Couchbase modeling techniques

I'm doing some research for my team, trying to understand couchbase. Right now, I'm looking at modeling practices in couchbase.

I found this article, written in August 2016, that talks about couchbase modeling.

It suggests that instead of having one document

key : hernandez94
{
        "username" : "hernandez94",
        "firstName" : "Jennifer",
        "middleName" : "Maria",
        "lastName" : "Hernandez",
        "addresses" : [
                 { "type" : "home", "addr1" : "1929 Crisanto Ave", "address" : "Apt 123", "addr3" : "c/o  J. Hernandez", "city" : "Mountain View", "state" : "CA", "country" : "USA", "pcode" : "94040" },
                 { "type" : "work", "addr1" : "2700 W El Camino Real", "addr2" : "Suite #123", "city" : "Mountain View", "state" : "CA", "country" : "USA", "pcode" : "94040" }
        ],
        "createdate" : “2016-08-01 15:03:40”,
        "lastlogin": "2016-08-01 17:03:40",
        "pword": "app-hashed-password",
        "loc": "IP or fqdn",
        "enabled" : true,
        "sec-questions" : [
                 { "question1" : "Security question 1 goes here", "answer" : "Answer to security question 1 goes here" },
                 { "question2" : "Security question 2 goes here", "answer" : "Answer to security question 2 goes here" },
                 { "question3" : "Security question 3 goes here", "answer" : "Answer to security question 3 goes here" }
        ],
        "doc-type" : "user"
}

You split it up into multiple documents: user-doc

key : hernandez94

{
    "firstName" : "Jennifer",
    "middleName" : "Maria",
    "lastName" : "Hernandez",
    "addresses" : [
        { "type" : "home", "addr1" : "1929 Crisanto Ave", "address" : "Apt 123", "addr3" : "c/o J. Hernandez", "city" : "Mountain View", "state" : "CA", "country" : "USA", "pcode" : "94040" },
        { "type" : "work", "addr1" : "2700 W El Camino Real", "addr2" : "Suite #123", "city" : "Mountain View", "state" : "CA", "country" : "USA", "pcode" : "94040" }
    ]
    "createdate" : "2016-08-01 15:03:40",
    "doc-type" : "user"
}

key : login-info::hernandez94

{
        "lastlogin": "2016-08-01 15:03:40",
        "pword": "app-hashed-password",
        "loc": "IP or fqdn",
        "enabled" : true,
        "doc-type" : "login-info",
        "username" : "hernandez94"
}

sec-questions doc

key : sec-questions::hernandez94

{
 "question1" : { "question" : "Security question 1 goes here", "answer" : "Answer to security question 1 goes here" },
    "question2" : { "question" : "Security question 2 goes here", "answer" : "Answer to security question 2 goes here" },
    "question3" : { "question" : "Security question 3 goes here", "answer" : "Answer to security question 3 goes here" },
 "doc-type" : "sec-questions",
 "username" : "hernandez94"
}

Since this is a newer technology, the best way to do something changes more frequently, is this strategy still viable? Or is the performance of N1QL on couchbase 5.0 much better making this modeling technique outdated? Should put all of my data (per user) in one document or split it out into 10 million x (number of subdocuments)? I'll have around 10 million users.

Thanks

Solution

Without doing measurements, or knowing your exact usage pattern, I can only give general advice.

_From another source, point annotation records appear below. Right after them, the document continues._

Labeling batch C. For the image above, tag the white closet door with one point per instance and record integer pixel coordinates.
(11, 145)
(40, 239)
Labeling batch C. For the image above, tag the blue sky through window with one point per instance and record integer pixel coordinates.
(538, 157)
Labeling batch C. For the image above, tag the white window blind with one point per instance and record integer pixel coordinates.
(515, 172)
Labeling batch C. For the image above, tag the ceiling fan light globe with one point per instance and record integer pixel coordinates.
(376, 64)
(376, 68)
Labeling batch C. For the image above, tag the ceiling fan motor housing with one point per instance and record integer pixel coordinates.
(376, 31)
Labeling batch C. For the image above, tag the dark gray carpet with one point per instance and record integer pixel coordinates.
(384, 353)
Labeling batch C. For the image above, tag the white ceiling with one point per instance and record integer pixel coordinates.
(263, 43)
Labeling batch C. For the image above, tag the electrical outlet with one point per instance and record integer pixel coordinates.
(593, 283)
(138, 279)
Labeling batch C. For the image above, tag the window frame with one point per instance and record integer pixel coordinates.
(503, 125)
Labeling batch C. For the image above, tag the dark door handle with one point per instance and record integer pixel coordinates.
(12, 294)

I suggest you consider how you will be accessing this user document. Will you often be fetching just the central document, or will you typically be joining it with the subsidiary documents and fetching everything? If the former dominates, by all means split up the document into pieces and fetch only what you need. But if the latter dominates, keep all the data in a single document, avoiding the cost of multiple fetches and joins every time you need to get the data for a user.